Errors & Omissions: Innocent words become casualties in the propaganda war

Click to follow
The Independent Online

Hands up, all those who are anti-life. Thank you. Now those who are anti-choice. Thank you. Well, not many hands will have gone up; probably none.

Now, what about those who are pro-life? I expect we will see a forest of hands. But what is this? Confusion around the hall. Some hands shoot confidently up and stay there. Others go up and then come hesitantly down again. Some people look bewildered or indignant and start to protest. What is going on?

What is going on is that most of the people in the hall realise that we are we are no longer talking about life. We are talking about abortion. The same would have happened if we had asked people to identify themselves as pro-choice. Our language is no longer working properly: hence the bewilderment. And it is no longer working properly because it has been hijacked by propaganda.

That little thought-experiment was prompted by a headline that appeared on a news page on Monday: "Abortion law prompts pro-life protests in Spain." That should have been "Abortion law prompts 'pro-life' protests in Spain". I believe "pro-life" and "pro-choice" should always be in quotation marks. These terms are snappy, brief, appealing and monstrously tendentious. A fair-minded newspaper should always distance itself from them by attributing them to somebody.

Life and choice, two innocent things that everybody likes, have been forcibly recruited, like African child-soldiers, for a bitter propaganda war. It is no more honest than the way industrial food is promoted with the cunning use of words such as "natural", "new" and "pure".

It doesn't help, of course, that the dispute about abortion is irresolvable, being a conflict of the imagination. Some people imagine the foetus as a person; others imagine it as a gynaecological event happening to the pregnant woman. Both ideas are consistent with the facts. Reason builds two opposed ethical structures on these poetical foundations, and language is powerless to bridge the void between them.

Jargon: An arts page feature on Tuesday informed us that a radical theatre company "are fielding website invective seemingly on a near daily basis". We are sadly familiar with "on a daily basis", a surprisingly popular way of using more words to say "daily". Now comes "on a near daily basis". How about "nearly every day"?

The same piece, discussing a rash of political plays on the London stage, also offers this extraordinary extrusion of verbiage: "Does this signify a sudden flourishing of new political playwrighting? Or is this just a serendipitous consequence of timing that doesn't really reflect the wider picture?" The last 12 words are just a long way of saying "a coincidence".

In any case, it is a silly question for anybody to ask when writing a feature article, because if the answer is that, yes, it is just a coincidence, then there is no article to write.

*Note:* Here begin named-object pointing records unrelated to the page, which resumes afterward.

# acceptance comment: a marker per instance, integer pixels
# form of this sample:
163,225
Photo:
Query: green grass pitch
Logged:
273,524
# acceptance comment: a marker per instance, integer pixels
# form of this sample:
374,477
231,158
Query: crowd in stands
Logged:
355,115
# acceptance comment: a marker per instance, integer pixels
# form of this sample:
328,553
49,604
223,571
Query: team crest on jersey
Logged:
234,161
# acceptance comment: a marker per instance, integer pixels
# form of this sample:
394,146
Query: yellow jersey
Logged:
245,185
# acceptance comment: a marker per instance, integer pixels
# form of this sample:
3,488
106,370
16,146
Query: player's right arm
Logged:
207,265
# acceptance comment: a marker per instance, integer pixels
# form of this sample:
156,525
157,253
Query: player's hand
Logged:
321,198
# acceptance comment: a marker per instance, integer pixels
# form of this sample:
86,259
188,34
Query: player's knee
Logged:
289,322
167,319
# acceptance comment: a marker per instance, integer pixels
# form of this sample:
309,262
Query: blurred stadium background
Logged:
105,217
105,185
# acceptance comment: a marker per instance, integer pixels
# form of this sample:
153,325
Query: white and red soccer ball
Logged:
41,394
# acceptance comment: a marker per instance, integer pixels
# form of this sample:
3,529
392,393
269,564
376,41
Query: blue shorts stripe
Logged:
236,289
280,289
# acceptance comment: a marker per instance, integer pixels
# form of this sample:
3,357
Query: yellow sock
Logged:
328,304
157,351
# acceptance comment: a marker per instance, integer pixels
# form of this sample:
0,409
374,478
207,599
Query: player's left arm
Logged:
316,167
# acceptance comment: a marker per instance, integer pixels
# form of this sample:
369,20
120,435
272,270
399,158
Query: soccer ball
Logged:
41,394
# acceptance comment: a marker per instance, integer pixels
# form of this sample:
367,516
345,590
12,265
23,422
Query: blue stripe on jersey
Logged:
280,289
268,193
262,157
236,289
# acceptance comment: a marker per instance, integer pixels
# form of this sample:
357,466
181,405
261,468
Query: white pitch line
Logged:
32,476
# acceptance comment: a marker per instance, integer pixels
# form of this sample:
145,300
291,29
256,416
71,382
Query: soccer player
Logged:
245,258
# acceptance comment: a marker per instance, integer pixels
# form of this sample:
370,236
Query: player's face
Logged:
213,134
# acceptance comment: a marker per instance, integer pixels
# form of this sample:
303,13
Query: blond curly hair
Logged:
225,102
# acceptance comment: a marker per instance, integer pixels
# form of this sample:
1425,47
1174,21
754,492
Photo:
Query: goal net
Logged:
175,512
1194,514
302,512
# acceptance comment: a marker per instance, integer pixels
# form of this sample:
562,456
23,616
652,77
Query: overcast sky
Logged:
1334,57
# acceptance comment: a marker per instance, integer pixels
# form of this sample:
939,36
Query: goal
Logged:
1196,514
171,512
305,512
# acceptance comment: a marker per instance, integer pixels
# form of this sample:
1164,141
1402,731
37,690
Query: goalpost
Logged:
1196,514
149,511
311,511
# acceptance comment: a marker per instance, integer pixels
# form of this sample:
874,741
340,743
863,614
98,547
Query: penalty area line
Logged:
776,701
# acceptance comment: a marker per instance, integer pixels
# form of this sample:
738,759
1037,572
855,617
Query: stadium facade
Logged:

Obvious: Halfway through a review of the new production of London Assurance published on Thursday came this: "The play brims with brio and youthful high spirits. To use an oenophile metaphor: it's not like savouring a full-bodied, venerable Burgundy; it's more like getting deliciously tiddly on bumper after bumper of Beaujolais Nouveau."

Yup, that's an oenophile metaphor all right. When a writer states what he is going to do, the reader senses discomfort. The fact is that the context here has nothing to do with wine. The oenophile metaphor, though vivid, feels a bit out of place. So the writer has to give it a little introduction: "OK, folks, are you ready for an oenophile metaphor? You are? Here goes ..."

Slight disruption: A feature article, published on Tuesday, told of the family life of a married couple who are both lawyers: "They have three children, and he [the husband] turned one of the rooms in their shared office into a crèche in order to minimise the disruption work can so frequently have on family life."

That illustrates what can easily happen when a writer starts one sentence but finishes another. It should be either "the disruption work can cause to family life" or the "the disruptive effect work can have on family life".

Or, even better, get rid of the abstract noun "disruption" altogether, and make it " ... so that work would disrupt their family life as little as possible".